Revolutionary discovery of water on asteroids rekindles debate on extraterrestrial life

Over a million asteroids, differing in composition and structure, circle our Sun. Asteroids made up of silicate materials without ice predominate closer to the Sun. Conversely, icy objects are more prevalent farther out. Until now, the scientific consensus was that any water within these celestial bodies should have evaporated long ago.

Recent research has challenged this longstanding belief, utilizing data from the airborne SOFIA (Stratospheric Observatory for Infrared Astronomy). Scientists at the Southwest Research Institute unmasked the existence of water on the surface of the Iris and Massalia asteroids.

The asteroids Iris and Massalia, upon which water has been discovered, are found orbiting in the asteroid belt between Mars and Jupiter. These asteroids are colossal, with Iris boasting a diameter of 124 miles and Massalia measuring 84 miles across.

Scientists at the Southwest Research Institute collected vital data from the SOFIA observatory. Notably, they used readings from the FORCAST (Faint Object InfraRed Camera) camera, an invaluable tool in identifying the signature of water molecules on the asteroids' surface.

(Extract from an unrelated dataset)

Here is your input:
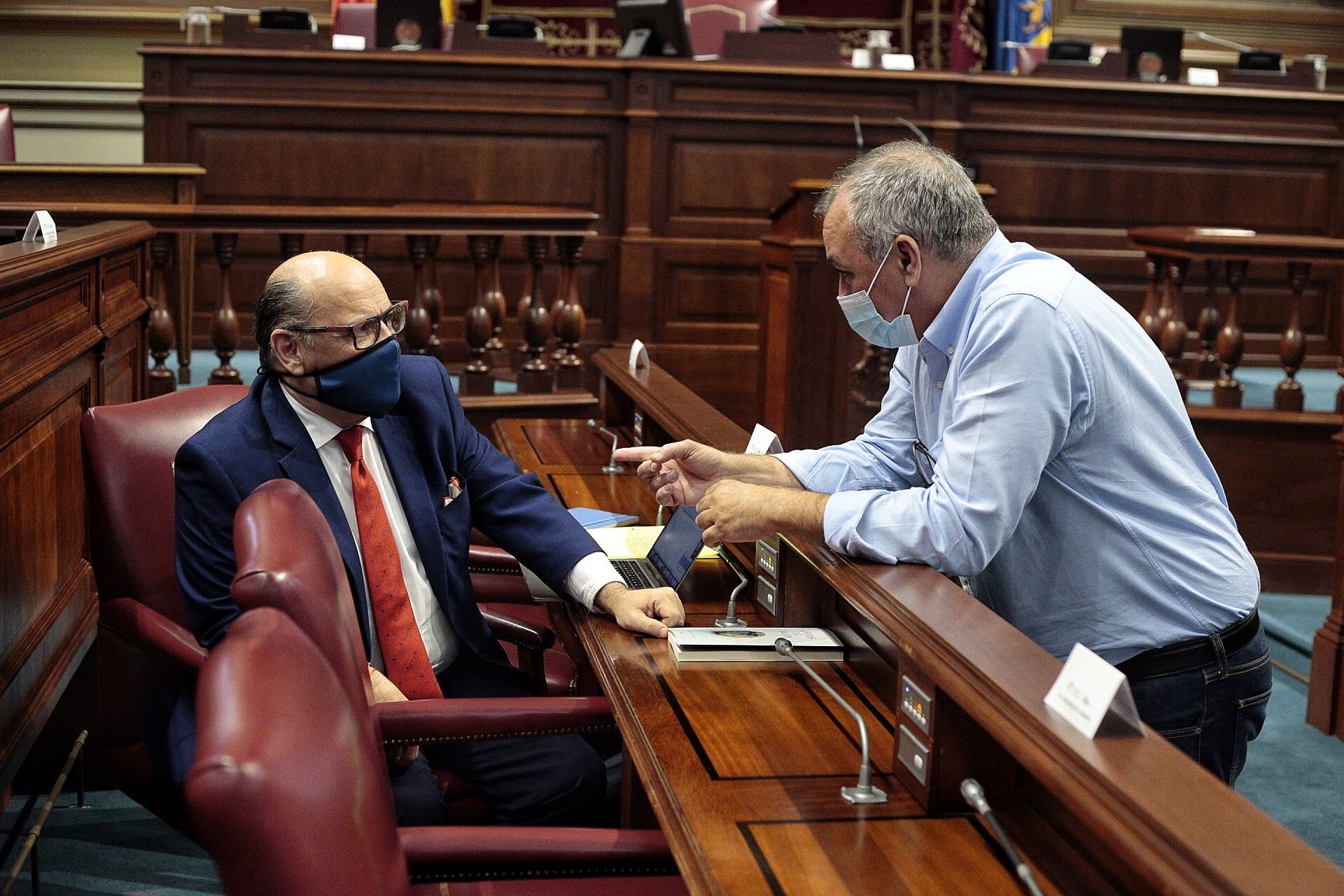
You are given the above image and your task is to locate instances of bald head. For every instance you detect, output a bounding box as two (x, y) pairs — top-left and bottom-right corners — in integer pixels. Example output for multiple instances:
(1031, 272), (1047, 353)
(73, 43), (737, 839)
(255, 253), (387, 368)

Dr. Anicia Arredondo, the lead author of the research from the Southwest Research Institute, confirmed that the water detected on the asteroids is akin to the water found on the Moon, based on measurements of the strength of spectral lines and the volume and distribution of water. The water is intertwined with minerals, trapped within, and is also absorbed by silicates.

Researchers are proposing additional asteroid study. Comprehensive understanding of the water distribution within our solar system mandates further analysis. The team plans to leverage the superior quality optics and an enhanced signal-to-noise ratio of the James Webb Space Telescope in their future endeavors.

Studying the dispersal of asteroids assists scientists in understanding the constitution and transmission of elements in the solar nebula prior to the formation of planets and asteroids. Furthermore, they aim to grasp the dispersion of water, which could offer insights into its spread in exoplanetary systems and potentially hint at the presence of extraterrestrial life.